‘Septaper’ is imminent: markets await US stimulus to taper in September
The US Federal Reserve remained vague on exactly when they will begin tapering its $85 billion-per-month stimulus program, but markets reacted as if a decision had been reached. The major world indices sank and emerging markets reached record lows.
July’s US Federal Open Market Committee’s minutes left investors with just as many unanswered questions than before. Chairman Ben Bernanke said the board is ‘broadly comfortable’ with the idea of winding-down, yet deems the timing ‘not yet appropriate’, providing no precise timeline.
However, the markets largely expect the US to trim the stimulus at the committee’s September meeting in a move nicknamed ‘Septaper’.
Falling bond yields in the US is one sign making traders believe the Fed's move is imminent, and is also a general indicator that the US economy is returning to pre-crisis condition.
Unemployment data fell to a five-year low on Thursday, an indicator the labor sector, among others, is gradually improving. Those seeking unemployment benefits fell to a 330,500 average, according to the Labor Department report.
Wednesday’s comments triggered a test-run for equities, which reacted just as if the Fed had signaled a clear outlined plan to pare. Trading was turbulent across floors, slightly fanned by disappointing Chinese PMI data, and across-the-board sell offs of emerging stocks.
Emerging-market stocks hit a six-week low after the Fed signaled its moving toward stimulus paring.
The MSCI Emerging Markets Index fell 0.5 percent intraday, but have since recovered and is trading up at 38.54.

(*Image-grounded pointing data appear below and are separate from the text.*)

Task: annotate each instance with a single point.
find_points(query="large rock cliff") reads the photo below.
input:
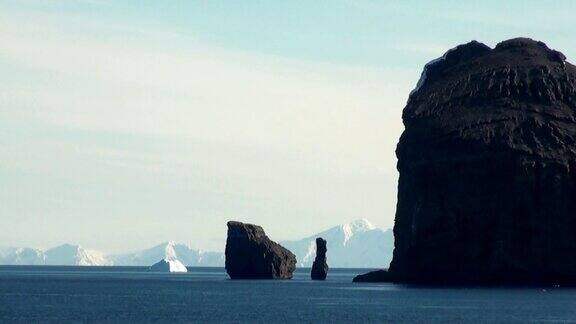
(250, 254)
(487, 162)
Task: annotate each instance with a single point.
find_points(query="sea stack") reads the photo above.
(487, 162)
(320, 267)
(250, 254)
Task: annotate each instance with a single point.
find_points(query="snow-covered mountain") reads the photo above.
(171, 251)
(65, 254)
(354, 245)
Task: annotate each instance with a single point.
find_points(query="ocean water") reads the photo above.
(131, 294)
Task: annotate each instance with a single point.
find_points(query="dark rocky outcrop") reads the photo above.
(320, 267)
(250, 254)
(487, 162)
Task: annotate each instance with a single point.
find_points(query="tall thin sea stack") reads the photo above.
(320, 267)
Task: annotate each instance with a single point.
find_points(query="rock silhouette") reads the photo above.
(250, 254)
(487, 162)
(320, 267)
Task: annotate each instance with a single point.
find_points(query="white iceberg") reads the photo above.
(168, 265)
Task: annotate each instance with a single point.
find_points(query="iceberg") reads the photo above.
(168, 265)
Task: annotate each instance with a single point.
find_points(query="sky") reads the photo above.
(124, 124)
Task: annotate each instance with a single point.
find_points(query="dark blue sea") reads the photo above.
(131, 294)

Jolted trading is the market’s affirmation that cuts are coming in September.
Foremost is India’s rupee, the worst performing emerging currency.
It’s at a record-low of 64.63 against the dollar, and analysts fear it isn’t far off from surpassing a ratio of 70. The currency has declined more than 15 percent against the dollar since May 22nd, when Bernanke first indicated the US would cut its stimulus program.
India, like China, has significantly slowed its growth since its days of rapid accession, when it was ‘on fire’ upwards of 10 percent. 2013 growth is projected between 5.5 percent and 5.7 percent.